Amazon founder Jeff Bezos on Tuesday pledged $1 billion towards the Great Green Wall, a new plan to help fight desertification in Africa.
Bezos attended the COP26 conference in Glasgow and convened with Prince Charles, French President Emmanuel Macron, and Nigerian President Muhammadu Buhari at a U.N. Convention to Combat Desertification (UNCCD) event that focused on the new project, which aims to fight back against climate change’s effect on the landscape and agriculture of Africa.
The Great Green Wall of Africa is an initiative reforest the continent, where climate change has drastically effected the soil, agriculture, and weather patterns. The project was launched in 2007 by the African Union, and aims to plant 100 million hectares of trees and forestry by the end of this decade in 2030.
Africa is at the forefront of the climate crisis.
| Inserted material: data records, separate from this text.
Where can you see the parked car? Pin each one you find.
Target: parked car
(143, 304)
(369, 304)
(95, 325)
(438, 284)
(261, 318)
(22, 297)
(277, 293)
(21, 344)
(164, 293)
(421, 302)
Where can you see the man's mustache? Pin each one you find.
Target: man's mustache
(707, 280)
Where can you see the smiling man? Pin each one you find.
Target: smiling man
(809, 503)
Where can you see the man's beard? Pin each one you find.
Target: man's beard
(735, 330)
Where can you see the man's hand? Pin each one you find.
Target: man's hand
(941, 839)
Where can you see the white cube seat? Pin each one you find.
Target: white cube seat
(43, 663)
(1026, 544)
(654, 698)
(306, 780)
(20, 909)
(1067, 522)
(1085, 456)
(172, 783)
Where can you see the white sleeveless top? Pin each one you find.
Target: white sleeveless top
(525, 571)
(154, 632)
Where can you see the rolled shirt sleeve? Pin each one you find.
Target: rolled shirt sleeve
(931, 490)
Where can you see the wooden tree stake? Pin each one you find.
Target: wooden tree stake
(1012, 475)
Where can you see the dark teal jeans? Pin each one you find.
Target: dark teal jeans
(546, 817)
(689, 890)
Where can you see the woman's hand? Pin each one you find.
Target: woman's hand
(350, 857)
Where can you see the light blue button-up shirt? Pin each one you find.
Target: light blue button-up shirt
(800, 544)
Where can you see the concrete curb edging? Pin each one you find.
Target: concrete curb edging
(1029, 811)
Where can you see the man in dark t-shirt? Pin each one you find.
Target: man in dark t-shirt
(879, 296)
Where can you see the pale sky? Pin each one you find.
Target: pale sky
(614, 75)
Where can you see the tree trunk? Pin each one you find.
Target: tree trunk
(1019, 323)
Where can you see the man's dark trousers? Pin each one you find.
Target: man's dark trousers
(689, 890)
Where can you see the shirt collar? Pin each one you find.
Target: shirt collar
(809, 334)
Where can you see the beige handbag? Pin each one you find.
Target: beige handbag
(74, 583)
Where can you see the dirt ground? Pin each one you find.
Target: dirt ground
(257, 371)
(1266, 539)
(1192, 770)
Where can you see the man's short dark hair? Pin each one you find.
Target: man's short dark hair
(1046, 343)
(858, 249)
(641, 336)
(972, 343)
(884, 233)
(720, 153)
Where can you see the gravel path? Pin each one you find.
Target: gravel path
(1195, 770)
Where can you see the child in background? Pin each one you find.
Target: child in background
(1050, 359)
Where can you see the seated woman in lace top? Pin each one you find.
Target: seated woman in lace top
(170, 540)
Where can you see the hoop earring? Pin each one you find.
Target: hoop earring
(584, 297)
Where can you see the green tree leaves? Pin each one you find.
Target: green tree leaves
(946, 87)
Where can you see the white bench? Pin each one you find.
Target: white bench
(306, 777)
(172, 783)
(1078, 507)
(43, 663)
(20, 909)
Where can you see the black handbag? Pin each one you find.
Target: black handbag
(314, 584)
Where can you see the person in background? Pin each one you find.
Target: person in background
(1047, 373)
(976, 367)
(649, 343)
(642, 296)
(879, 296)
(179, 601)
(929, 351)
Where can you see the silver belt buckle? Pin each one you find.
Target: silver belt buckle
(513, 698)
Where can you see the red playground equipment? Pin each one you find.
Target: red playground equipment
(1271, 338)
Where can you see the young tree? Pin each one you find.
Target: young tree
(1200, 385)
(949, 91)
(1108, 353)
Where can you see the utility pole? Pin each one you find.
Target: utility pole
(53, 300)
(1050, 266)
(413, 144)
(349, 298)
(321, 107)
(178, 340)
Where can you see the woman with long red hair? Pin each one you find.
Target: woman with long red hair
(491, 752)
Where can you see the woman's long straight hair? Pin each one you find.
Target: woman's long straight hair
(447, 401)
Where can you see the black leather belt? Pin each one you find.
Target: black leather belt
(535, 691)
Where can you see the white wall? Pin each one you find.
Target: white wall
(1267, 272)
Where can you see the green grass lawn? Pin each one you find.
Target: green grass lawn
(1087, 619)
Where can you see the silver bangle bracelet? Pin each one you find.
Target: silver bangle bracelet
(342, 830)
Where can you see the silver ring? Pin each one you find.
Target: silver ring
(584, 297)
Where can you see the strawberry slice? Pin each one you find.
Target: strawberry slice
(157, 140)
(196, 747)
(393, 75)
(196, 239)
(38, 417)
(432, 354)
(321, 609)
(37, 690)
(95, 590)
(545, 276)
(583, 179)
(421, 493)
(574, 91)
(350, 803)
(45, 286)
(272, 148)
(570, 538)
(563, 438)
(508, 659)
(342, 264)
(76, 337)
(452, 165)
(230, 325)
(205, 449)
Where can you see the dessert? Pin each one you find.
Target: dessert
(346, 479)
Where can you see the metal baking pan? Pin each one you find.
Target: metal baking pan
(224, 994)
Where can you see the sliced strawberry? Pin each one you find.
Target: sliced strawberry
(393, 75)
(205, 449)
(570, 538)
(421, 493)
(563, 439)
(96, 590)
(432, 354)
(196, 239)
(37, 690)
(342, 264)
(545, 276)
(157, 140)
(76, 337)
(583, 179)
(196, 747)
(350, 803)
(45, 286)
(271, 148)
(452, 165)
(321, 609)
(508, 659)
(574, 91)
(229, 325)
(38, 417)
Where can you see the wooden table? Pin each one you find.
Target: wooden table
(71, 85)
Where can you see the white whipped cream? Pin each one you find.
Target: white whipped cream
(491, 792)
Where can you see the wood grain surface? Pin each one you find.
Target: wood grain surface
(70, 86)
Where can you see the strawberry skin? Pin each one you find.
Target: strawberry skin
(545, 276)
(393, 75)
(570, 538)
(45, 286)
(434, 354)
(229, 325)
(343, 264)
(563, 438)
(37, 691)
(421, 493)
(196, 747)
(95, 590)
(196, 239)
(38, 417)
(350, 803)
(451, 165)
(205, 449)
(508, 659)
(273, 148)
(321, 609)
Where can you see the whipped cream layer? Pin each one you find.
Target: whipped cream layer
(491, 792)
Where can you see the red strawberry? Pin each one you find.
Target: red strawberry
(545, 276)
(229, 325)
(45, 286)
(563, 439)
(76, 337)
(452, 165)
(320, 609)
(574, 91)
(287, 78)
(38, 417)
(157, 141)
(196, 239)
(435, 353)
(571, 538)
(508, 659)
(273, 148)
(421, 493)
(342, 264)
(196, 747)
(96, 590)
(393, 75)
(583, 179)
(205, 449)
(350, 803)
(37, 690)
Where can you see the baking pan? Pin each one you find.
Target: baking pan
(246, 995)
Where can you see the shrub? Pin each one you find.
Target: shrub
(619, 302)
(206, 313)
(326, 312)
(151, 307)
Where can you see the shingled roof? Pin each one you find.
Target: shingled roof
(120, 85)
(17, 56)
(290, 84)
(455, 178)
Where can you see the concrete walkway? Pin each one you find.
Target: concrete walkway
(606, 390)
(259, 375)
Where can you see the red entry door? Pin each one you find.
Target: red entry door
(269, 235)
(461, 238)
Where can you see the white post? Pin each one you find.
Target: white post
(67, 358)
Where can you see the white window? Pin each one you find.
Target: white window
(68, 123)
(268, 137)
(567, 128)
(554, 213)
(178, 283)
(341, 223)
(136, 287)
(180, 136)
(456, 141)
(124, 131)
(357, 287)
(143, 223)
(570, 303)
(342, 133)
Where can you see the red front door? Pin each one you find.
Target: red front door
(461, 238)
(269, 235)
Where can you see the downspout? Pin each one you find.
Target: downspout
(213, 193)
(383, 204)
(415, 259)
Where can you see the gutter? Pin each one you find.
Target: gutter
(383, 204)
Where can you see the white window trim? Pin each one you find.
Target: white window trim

Although it is contributes the least to carbon emissions in the plants atmosphere, it remains the most vulnerable area in the world to the present and forthcoming effects of climate change.
The report found that up to 32 million people could be forced to move to other parts of the region by 2050 if adequate action isn’t taken to combat climate change. People may begin being forced out by 2030.
Although Sub-Saharan Africa contributes the least globally to carbon emissions, the people who live there are bearing the brunt of these actions. Although the report projects the most extreme consequences to take place ten to thirty years in the future, the effects of climate change have already arrived on the continent. Temperatures are rising 1.5 times faster than the worldwide average in some areas.
Water scarcity has already started affecting crop productivity and causing people to seek out new areas for farming. Droughts and erosion of the landscape have put the livelihood of those working in agriculture in jeopardy, as well as the population at large.
Climate change is one of Africa’s biggest issues
Cities on the coasts of Senegal and Nigeria face impending rises in sea levels, which could cause the region’s most central cities to be massively impacted.
The report calls for international assistance, stating that “immediate and concerted action to reduce global emissions and support green, inclusive, and resilient development could reduce the scale of climate migration by as much as 60% in West Africa.”
The World Bank’s most recent Africa’s Pulse report says that Sub-Saharan Africa would need roughly $30 billion to $50 billion annually throughout the course of the decade to afford the climate adaptation necessary for the problems it’s facing.